I am not a psychiatrist, but I am an MSW and I worked at a senior citizens center for a couple of years. This type of situation was VERY common.
posted by kimdog at 8:27 AM on May 5, 2006


Assuming he filled out the statutory disclosure form required here in IL truthfully, he is fine.

Also, you can gently remind him that nobody buys an 80-year-old brick house and expects perfection.
posted by MrZero at 9:03 AM on May 5, 2006


When I sold our house in Oregon two years ago, we had to sign a disclosure statement, which was essentially a checklist (with some fill-in-the-blanks) about the condition of the house. This was given to the buyer. When we bought our new (old) house, the seller had to do the same thing. Did your father have to do something similar? I wouldn't worry about it too much. I think that most people who buy a house -- especially an old house -- realize that they're buying a home with "character". Our house certainly has issues, including some we didn't notice before the purchase, but we would never hold the previous owner responsible. Of course, we're not litigious people, either...
posted by jdroth at 9:21 AM on May 5, 2006


I'd argue against trying to go into specific, detailed information. There is no evidence that there is any significant problem with the foundation, your father did everything legally necessary. In an 80+ year old house some cracks and foundation issues are inevitable. The inspector saw what was there and communicated it to the buyers. As you say, your dad is of a worrying disposition and as many others have pointed out this is being pushed by the major life stress of moving. He's feeling a little out of control and this is the "cause" he's fixating on... but giving him a bunch of complicated information about state laws and liability (which will necessarily be filtered through your own relative ignorance, no offense) will just give him more to brood on and worry about. At this point you can tell him you asked a bunch of people including lawyers and doctors and stuff and they all said he'd done everything necessary, and he has absolutely nothing to worry about.
posted by nanojath at 9:58 AM on May 5, 2006


Wouldn't the inspector be on the hook for the problems? After all, if there are big problems, he's supposed to be the guy who finds them.
posted by five fresh fish at 10:03 AM on May 5, 2006


The home inspector should know exactly what signs to look for with any foundation concerns.

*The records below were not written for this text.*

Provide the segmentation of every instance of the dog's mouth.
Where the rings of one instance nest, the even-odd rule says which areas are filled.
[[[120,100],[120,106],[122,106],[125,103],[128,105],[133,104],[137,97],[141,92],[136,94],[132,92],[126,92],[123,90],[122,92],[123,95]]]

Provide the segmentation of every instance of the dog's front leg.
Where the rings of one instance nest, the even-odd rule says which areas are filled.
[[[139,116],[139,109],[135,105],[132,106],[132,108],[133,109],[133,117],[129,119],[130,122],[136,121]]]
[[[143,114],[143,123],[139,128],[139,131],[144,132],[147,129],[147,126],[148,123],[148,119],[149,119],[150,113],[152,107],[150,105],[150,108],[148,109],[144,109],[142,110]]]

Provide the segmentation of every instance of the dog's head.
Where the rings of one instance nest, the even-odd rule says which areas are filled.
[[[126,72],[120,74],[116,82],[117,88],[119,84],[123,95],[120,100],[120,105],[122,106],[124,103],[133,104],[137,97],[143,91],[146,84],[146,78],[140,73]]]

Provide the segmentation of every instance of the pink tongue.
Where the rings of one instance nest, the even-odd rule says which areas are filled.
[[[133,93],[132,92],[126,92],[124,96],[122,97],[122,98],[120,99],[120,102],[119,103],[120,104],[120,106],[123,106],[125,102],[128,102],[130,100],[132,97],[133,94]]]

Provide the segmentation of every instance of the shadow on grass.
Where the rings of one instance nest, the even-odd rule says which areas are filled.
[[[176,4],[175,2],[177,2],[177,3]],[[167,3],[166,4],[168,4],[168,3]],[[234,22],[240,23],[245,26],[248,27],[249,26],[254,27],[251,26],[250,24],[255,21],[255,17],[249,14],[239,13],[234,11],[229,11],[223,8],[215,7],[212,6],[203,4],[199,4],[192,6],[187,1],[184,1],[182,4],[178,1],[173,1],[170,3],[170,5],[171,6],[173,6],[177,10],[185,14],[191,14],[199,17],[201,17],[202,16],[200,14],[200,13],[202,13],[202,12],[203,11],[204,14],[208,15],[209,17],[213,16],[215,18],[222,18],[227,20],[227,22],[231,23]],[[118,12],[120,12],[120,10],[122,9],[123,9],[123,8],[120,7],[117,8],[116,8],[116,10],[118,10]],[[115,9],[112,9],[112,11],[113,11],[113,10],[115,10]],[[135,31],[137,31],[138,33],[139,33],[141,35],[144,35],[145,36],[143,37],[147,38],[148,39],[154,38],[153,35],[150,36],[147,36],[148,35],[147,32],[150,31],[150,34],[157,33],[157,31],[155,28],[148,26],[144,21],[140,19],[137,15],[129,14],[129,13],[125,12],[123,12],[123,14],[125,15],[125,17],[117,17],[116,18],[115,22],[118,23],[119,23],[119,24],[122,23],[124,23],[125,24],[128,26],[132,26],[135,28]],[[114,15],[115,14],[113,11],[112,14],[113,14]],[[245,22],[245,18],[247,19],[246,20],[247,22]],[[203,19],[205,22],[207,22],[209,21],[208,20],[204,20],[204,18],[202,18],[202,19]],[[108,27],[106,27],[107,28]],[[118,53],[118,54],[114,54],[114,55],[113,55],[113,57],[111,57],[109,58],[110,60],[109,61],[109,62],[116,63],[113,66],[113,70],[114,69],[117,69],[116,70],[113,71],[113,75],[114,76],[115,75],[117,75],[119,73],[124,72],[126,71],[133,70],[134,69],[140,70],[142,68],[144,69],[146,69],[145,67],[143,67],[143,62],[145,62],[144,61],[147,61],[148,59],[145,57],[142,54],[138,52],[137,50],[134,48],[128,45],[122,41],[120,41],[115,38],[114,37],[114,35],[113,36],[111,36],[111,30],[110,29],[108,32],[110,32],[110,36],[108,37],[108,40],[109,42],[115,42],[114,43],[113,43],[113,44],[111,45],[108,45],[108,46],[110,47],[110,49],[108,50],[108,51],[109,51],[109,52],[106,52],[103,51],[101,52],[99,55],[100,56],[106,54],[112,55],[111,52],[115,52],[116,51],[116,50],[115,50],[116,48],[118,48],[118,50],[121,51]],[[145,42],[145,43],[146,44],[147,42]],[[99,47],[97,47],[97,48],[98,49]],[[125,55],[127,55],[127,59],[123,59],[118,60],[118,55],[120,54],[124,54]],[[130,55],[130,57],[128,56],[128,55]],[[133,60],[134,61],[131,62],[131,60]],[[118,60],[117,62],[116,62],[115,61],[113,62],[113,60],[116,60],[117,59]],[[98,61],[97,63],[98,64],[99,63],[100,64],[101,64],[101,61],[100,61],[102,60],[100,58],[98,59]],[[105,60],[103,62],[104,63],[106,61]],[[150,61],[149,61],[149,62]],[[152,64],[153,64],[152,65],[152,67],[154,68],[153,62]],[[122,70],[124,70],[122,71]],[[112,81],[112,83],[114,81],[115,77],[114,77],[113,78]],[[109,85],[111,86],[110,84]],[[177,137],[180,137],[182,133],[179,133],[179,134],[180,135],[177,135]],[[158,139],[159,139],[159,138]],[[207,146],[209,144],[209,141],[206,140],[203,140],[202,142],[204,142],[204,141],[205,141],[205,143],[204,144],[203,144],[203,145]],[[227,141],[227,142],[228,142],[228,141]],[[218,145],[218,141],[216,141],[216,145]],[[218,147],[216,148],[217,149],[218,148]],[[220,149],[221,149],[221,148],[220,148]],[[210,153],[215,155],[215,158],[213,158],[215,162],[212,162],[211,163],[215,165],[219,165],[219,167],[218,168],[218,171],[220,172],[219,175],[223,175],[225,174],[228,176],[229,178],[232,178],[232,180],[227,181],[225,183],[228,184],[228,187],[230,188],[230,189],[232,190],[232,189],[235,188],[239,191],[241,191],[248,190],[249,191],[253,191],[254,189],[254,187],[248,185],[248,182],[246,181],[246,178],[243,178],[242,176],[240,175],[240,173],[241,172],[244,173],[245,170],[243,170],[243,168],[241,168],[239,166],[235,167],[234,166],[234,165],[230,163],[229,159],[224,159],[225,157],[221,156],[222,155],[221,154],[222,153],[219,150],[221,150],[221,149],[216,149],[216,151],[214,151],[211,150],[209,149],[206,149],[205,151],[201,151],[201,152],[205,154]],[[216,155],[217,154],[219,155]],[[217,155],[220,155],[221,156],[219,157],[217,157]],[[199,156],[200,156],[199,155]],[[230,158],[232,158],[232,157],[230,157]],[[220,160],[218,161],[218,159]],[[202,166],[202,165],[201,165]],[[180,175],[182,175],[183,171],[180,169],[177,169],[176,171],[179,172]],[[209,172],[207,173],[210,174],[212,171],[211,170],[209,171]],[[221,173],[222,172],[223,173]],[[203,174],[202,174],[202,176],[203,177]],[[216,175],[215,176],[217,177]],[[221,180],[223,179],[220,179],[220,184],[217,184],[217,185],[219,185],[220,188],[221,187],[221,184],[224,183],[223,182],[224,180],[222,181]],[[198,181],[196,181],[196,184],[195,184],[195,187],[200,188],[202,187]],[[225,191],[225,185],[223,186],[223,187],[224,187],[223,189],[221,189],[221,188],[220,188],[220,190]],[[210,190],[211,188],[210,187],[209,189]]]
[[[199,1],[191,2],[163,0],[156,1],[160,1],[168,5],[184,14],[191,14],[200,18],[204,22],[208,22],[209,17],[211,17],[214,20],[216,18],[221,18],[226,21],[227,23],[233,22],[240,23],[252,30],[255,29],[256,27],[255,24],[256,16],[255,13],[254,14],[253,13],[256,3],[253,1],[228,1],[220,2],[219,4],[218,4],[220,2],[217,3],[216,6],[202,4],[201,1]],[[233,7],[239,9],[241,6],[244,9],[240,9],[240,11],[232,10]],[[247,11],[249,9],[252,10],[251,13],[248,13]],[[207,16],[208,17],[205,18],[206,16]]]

If anything is out of acceptable tolerances that should be listed in the report. If something is listed in the report a structural engineer will have to go and look at foundation. The house could still be fine, that is within accepted tolerances.
Just went through that with a mid 60s house in Texas.
posted by sailormouth at 10:33 AM on May 5, 2006


He should be fine. Did he KNOW of any significant problems? No. Did he try to hide any problems? No. And by now if anything showed up, who's to say it didn't happen after the sale?

Of course, people can and do sue whether or not they have grounds all the time. But I'd think that if the buyers had any sense they'd have made sure their home inspection took a look at the foundation anyway. My educated guess is he has nothing to worry about.